20 AUGUST 1932, Page 3

Yorkshire Abbeys Earlier in the summer several thousands of worshippers

were gathered at Rievaulx Abbey to celebrate its founda- tion 800 years ago. The first service, it is believed, since the Dissolution was held there. This was due to the initiative of the Roman Catholic Church, and we must not grudge them the credit. Last Sunday another vast congregation, including the Duke and Duchess of York, met to celebrate with a solemn service the same event in the history of another great Yorkshire Cistercian Abbey, Fountains. The Bishop of the Diocese invited . other denominations to be represented, and many were, but not the Roman Catholics whose rules forbade them. We hope that these and other consecrated spots, though roofless, may often again be so used.
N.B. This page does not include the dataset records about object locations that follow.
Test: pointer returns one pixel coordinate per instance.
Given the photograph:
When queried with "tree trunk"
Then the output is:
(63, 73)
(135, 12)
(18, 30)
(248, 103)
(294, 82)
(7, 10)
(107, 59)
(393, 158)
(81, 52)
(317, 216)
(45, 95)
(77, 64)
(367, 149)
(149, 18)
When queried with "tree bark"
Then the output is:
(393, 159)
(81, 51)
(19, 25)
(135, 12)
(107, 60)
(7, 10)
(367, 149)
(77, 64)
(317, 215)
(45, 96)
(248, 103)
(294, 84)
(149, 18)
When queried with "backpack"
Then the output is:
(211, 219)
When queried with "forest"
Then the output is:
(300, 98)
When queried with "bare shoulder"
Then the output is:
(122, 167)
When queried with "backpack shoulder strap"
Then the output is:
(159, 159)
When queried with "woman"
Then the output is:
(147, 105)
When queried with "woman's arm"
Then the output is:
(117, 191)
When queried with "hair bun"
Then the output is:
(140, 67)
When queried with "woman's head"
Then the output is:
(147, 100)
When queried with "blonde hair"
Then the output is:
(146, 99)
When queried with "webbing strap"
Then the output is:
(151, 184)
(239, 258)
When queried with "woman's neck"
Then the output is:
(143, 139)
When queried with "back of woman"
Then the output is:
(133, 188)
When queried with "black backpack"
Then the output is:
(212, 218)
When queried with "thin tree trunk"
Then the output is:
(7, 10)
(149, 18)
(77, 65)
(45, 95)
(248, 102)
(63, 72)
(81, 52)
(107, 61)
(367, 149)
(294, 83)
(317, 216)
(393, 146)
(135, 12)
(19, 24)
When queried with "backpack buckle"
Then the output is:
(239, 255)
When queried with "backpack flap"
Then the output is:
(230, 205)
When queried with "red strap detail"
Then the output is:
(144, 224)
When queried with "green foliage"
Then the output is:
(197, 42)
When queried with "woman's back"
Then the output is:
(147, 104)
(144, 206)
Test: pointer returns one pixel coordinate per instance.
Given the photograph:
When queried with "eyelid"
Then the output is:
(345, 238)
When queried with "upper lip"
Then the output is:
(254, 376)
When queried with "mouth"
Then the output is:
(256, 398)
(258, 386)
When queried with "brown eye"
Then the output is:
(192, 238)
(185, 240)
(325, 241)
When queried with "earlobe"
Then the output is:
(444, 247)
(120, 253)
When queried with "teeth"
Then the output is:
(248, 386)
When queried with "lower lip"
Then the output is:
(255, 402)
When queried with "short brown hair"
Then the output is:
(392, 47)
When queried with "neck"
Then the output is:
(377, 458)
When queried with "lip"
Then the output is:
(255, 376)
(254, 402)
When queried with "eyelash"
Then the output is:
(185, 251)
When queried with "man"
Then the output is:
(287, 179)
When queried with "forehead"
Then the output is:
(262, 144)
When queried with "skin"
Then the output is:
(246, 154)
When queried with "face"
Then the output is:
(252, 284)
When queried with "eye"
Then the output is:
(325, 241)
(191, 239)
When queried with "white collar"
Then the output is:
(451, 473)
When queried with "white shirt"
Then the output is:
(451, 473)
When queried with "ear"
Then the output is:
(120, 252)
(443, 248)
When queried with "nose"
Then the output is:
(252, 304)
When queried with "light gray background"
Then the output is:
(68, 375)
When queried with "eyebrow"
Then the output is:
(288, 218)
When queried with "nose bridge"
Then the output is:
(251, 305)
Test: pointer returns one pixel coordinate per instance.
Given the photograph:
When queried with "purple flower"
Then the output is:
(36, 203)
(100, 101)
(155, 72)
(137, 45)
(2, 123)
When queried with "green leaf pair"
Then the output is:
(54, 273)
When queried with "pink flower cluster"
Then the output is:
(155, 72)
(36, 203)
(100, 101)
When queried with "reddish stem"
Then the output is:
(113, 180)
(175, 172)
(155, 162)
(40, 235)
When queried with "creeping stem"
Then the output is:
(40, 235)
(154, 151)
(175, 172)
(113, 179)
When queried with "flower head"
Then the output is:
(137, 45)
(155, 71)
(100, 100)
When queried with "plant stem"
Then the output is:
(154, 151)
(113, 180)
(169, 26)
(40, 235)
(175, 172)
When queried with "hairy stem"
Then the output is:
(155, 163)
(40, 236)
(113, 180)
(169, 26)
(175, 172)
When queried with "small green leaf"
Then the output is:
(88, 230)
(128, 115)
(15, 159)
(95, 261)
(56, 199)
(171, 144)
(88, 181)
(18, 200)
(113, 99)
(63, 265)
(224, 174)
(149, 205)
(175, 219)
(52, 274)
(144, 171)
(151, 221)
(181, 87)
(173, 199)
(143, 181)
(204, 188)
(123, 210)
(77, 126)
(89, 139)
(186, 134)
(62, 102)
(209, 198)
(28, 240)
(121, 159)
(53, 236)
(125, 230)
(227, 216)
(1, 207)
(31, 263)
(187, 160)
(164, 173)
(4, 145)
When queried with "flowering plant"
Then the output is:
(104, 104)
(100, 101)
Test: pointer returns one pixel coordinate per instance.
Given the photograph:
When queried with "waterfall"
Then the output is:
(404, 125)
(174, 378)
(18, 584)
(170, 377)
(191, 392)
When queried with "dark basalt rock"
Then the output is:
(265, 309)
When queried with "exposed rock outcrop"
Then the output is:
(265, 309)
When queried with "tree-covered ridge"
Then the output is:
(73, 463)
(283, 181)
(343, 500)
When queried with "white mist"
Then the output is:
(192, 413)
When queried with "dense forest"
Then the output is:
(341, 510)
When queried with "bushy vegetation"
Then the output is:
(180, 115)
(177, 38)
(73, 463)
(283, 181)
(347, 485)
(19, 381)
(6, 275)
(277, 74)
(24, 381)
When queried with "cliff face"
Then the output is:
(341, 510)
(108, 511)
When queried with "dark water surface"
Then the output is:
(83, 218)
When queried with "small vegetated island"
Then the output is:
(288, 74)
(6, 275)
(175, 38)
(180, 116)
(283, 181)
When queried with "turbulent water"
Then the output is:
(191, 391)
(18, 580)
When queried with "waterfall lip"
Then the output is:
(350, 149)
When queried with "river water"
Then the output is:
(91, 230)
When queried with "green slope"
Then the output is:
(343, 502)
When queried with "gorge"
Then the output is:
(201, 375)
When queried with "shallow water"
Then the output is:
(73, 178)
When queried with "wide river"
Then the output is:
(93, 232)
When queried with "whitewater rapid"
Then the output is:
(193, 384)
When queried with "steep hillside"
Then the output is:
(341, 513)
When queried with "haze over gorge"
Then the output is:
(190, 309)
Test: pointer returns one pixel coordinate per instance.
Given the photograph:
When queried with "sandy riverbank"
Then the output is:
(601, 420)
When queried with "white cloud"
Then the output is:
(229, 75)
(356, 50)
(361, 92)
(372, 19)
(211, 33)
The beauty of the sites and of the remaining architecture, with the romantic history, is infinitely inspiring. We think with pride of our modern cathedral-building at Truro and Liverpool, but that is a trifle compared with the output of the exiguous population of England in the twelfth century, when the desire to do honour to God inspired the building of England's cathedrals, abbeys, minsters, of which the many survivors or ruins in Yorkshire are but a few, though unsurpassed examples. And historians to-day are teaching us about the work for agriculture and other arts which is due to the enlightened clergy and monks of those times.